Lexington, MA (PRWEB) April 13, 2017 -- From examining the evolution of autonomous cleaning robots to loading agarose gels for DNA genotyping, students from Lexington Christian Academy have had their eyes opened to the diverse career paths in Science, Technology, Engineering, and Math.
As part of the Academic Advising program last semester, ten students traveled to iRobot headquarters in Bedford, MA. Many of these students are avid members of the Robotics Club, and all had expressed a desire to learn more about careers in engineering, including computer programming to aerospace engineering. Guided by Lisa Freed, iRobot’s veteran STEM Program Manager, students were given an up close look at iRobot’s forays into bomb defusal robots through military contracts, its prototype robotic children’s toys, various airborne and underwater robots, and its current focus on home cleaning robots like Roomba, Scooba, and Braava.

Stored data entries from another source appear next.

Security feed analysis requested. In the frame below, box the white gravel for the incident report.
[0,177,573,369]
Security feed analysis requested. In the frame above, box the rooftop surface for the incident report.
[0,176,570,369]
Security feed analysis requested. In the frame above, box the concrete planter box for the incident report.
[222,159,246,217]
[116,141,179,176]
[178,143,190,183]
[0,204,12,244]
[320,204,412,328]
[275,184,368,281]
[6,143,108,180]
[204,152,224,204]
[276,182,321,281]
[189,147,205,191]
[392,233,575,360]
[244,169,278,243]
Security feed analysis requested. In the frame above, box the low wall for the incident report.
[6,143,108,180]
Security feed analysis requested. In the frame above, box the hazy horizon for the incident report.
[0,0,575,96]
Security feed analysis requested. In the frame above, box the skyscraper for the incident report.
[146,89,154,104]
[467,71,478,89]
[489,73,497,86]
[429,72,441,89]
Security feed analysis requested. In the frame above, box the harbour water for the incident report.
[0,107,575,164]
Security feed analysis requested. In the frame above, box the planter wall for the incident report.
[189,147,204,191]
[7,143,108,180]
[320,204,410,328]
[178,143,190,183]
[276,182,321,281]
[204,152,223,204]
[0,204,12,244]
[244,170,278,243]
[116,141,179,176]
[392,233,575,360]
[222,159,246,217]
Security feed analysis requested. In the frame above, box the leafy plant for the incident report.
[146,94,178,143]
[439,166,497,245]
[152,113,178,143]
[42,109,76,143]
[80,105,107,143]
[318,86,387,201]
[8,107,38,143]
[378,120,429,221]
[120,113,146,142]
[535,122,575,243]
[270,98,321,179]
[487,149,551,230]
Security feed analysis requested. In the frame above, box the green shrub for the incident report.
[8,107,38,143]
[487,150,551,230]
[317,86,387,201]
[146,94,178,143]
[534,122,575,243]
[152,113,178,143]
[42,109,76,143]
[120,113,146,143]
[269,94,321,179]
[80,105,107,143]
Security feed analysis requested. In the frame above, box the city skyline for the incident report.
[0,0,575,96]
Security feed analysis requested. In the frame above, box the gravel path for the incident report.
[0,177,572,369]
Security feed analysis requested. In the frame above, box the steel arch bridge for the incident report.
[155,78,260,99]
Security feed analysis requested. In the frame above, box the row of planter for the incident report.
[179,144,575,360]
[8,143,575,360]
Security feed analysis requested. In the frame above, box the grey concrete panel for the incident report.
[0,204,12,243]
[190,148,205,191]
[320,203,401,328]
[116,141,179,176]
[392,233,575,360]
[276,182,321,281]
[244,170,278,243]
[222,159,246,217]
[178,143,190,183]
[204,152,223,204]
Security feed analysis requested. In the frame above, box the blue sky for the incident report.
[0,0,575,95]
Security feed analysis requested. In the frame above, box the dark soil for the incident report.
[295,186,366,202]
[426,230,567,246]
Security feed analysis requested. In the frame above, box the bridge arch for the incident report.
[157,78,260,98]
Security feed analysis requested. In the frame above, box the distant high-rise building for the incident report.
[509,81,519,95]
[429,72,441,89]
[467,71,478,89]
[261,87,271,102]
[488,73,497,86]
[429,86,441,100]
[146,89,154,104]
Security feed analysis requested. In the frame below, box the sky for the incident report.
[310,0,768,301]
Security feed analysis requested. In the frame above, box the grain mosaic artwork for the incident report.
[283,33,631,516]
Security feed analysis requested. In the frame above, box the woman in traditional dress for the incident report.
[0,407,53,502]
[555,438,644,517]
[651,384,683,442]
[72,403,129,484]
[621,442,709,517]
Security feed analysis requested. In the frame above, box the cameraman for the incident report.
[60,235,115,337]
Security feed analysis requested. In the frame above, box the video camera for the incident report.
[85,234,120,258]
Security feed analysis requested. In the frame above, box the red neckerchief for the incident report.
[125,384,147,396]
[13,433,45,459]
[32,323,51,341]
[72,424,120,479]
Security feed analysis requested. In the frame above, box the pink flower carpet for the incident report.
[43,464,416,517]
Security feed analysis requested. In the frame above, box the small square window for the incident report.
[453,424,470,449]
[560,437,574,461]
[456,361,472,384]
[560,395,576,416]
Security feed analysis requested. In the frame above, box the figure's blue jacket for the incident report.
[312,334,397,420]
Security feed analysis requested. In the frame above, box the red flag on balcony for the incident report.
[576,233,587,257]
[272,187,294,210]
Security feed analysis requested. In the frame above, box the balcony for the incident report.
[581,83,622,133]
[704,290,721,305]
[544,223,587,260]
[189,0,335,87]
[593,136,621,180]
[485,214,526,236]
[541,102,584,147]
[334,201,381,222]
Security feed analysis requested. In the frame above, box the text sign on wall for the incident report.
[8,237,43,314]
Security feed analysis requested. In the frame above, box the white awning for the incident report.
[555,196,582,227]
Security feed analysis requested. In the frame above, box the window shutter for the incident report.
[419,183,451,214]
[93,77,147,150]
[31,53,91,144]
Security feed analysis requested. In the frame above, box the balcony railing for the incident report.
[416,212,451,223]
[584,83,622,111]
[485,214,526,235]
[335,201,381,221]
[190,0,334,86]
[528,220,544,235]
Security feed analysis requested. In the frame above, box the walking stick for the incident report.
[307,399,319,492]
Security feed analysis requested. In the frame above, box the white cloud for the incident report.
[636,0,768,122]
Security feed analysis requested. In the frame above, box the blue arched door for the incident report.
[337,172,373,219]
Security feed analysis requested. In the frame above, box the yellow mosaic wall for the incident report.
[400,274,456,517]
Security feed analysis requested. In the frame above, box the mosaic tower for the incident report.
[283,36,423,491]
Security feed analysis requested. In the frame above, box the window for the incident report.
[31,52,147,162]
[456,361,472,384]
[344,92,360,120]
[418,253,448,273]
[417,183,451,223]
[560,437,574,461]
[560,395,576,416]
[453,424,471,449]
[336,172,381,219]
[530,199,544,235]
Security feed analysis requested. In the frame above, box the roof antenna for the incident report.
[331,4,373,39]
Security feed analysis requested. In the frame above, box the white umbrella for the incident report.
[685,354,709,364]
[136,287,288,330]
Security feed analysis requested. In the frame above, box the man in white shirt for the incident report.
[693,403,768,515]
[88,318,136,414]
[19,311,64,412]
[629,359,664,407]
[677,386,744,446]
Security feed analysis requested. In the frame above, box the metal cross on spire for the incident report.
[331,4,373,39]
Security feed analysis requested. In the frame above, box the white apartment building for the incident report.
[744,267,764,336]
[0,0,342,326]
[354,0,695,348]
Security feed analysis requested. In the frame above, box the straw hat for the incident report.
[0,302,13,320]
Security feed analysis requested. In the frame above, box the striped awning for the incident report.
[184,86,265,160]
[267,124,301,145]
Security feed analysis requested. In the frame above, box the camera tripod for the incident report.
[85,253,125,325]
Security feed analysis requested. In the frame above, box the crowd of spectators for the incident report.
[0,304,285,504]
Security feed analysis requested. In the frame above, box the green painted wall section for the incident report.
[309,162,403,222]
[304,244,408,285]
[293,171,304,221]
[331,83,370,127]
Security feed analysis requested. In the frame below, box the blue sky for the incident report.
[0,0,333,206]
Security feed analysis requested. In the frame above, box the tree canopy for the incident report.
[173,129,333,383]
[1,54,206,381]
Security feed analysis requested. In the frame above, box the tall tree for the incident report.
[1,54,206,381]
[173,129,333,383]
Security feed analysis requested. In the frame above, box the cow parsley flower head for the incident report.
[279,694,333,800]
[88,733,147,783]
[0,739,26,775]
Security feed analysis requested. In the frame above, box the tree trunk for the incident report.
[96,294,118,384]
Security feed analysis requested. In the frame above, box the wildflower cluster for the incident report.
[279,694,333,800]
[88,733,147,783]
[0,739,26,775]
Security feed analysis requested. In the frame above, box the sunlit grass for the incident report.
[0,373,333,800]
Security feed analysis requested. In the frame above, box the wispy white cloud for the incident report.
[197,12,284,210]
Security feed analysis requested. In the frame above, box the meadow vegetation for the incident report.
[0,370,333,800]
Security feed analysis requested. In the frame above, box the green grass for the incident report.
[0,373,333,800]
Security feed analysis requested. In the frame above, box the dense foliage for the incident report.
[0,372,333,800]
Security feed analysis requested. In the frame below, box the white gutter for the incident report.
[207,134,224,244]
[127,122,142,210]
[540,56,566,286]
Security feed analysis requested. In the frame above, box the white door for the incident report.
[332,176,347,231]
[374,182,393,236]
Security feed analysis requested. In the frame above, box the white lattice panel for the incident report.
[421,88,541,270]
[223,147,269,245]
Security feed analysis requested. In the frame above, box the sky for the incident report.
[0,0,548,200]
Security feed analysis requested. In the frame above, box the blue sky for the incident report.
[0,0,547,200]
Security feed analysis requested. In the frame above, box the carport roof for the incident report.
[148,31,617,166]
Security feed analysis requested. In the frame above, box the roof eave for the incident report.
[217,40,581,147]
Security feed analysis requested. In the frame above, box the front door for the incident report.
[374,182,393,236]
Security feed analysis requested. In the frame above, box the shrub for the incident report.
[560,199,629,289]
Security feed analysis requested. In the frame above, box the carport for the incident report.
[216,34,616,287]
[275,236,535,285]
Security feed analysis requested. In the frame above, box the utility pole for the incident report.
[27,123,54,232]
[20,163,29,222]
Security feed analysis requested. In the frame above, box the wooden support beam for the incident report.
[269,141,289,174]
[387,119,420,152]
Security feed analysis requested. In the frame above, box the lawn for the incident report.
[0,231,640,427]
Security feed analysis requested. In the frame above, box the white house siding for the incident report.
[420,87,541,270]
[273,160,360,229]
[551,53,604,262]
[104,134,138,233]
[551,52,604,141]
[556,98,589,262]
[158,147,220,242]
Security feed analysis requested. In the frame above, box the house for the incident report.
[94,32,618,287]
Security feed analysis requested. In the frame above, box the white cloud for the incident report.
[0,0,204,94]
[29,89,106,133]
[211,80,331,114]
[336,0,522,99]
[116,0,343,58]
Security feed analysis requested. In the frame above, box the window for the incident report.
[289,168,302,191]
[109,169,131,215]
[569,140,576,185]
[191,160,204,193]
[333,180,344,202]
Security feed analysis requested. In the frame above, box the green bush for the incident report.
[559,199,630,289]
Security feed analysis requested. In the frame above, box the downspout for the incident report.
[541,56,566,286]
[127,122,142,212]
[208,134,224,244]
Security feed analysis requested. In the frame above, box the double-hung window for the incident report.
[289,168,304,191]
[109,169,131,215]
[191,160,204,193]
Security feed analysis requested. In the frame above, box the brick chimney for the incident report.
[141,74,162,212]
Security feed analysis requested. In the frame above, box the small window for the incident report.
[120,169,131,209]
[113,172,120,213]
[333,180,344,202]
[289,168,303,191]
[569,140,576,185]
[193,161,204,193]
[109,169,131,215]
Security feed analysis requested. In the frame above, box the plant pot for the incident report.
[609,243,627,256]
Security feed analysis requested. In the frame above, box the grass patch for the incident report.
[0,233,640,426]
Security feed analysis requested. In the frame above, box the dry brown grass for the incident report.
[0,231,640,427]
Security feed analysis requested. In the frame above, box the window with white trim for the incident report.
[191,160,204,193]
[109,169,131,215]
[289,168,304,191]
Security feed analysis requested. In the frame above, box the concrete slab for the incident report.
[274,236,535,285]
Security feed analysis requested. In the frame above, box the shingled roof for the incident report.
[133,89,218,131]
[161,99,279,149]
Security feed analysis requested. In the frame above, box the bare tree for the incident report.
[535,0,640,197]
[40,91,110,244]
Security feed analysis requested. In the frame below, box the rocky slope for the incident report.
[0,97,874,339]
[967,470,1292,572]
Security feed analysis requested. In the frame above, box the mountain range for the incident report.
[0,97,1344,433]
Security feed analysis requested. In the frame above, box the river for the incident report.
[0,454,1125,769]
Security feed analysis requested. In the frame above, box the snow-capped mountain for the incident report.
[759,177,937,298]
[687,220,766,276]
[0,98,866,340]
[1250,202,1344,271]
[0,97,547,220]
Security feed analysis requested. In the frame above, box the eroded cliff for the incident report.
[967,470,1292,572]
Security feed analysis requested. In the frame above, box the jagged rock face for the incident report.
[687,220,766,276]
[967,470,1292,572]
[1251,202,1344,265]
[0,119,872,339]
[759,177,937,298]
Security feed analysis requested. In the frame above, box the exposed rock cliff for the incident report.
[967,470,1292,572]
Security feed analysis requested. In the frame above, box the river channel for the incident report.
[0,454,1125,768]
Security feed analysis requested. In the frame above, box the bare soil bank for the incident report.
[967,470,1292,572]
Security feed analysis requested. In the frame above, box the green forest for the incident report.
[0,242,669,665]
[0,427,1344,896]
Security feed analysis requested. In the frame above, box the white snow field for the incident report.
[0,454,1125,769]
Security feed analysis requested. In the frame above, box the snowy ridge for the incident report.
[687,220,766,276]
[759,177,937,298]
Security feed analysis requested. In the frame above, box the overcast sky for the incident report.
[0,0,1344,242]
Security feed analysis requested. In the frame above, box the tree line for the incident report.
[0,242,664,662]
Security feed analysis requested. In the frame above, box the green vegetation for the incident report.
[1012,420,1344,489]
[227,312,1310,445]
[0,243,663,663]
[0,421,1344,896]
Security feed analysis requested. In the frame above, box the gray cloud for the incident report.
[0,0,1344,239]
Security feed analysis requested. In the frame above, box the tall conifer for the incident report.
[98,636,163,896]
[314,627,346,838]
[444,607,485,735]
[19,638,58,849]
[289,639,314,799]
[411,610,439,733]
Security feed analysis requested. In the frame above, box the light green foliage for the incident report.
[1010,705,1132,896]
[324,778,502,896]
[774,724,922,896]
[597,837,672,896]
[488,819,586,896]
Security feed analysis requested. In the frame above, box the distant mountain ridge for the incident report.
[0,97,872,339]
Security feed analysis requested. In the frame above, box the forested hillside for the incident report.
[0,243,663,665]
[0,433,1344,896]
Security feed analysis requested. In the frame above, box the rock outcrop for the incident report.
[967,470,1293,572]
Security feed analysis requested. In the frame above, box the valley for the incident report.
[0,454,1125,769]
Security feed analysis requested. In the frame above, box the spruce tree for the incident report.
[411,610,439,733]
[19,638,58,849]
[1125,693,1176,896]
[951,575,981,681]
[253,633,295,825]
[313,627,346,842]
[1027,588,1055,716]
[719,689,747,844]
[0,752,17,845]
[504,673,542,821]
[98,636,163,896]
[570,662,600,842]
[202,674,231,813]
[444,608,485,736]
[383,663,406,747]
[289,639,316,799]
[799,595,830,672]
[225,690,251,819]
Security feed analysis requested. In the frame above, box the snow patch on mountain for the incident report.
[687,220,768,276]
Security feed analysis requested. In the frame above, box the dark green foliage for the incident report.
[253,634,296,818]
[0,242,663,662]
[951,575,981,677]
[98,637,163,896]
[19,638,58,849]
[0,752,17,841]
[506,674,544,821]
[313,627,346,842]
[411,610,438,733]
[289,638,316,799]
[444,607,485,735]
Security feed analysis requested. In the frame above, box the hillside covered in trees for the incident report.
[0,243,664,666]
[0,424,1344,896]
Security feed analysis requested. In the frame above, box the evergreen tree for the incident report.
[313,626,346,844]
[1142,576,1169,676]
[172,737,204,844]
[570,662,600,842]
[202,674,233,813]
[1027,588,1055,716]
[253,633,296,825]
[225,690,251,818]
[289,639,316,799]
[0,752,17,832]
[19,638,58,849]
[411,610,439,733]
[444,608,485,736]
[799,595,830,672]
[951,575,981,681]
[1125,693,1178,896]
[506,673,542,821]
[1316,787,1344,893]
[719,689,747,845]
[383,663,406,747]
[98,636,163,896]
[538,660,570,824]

When asked about the trip, senior Dean Rusk remarked, “I thoroughly enjoyed it and I learned a lot about both robotics and business. I learned for the first time about systems engineers, who exist to help engineers in different fields combine their work. I also saw how much feedback from the public dictates the way businesses are run and which products are made.”
Freshman Trina Schell echoed that sentiment, sharing, “The trip to iRobot was extremely interesting. Right now, the company is known for their Roombas, but they’ve also made robots that swim and fly. Coming to iRobot also deepened my understanding of how innovation works. The engineers at iRobot started off by making a robot with sticks and tape!”
During spring semester, ten students traveled to the Novartis Institutes for BioMedical Research in Cambridge, MA. This group of students had an affinity towards learning more about the fields of biology, biomedical research, medicine, pharmacology, and biotechnology, as well the complex business decisions that power a more than 6,000 person research division in a large global company. Dr. Russette Lyons, the Director of the Novartis Community Exploration and Learning Lab, guided the students through an exciting laboratory experiment that precisely mimicked the techniques and methodologies used by real-world researchers. Precise pipetting of DNA samples into wells for gel electrophoresis built up eager anticipation as the students awaited the results that would determine their path forward for a hypothetical clinical trial based on their new research data.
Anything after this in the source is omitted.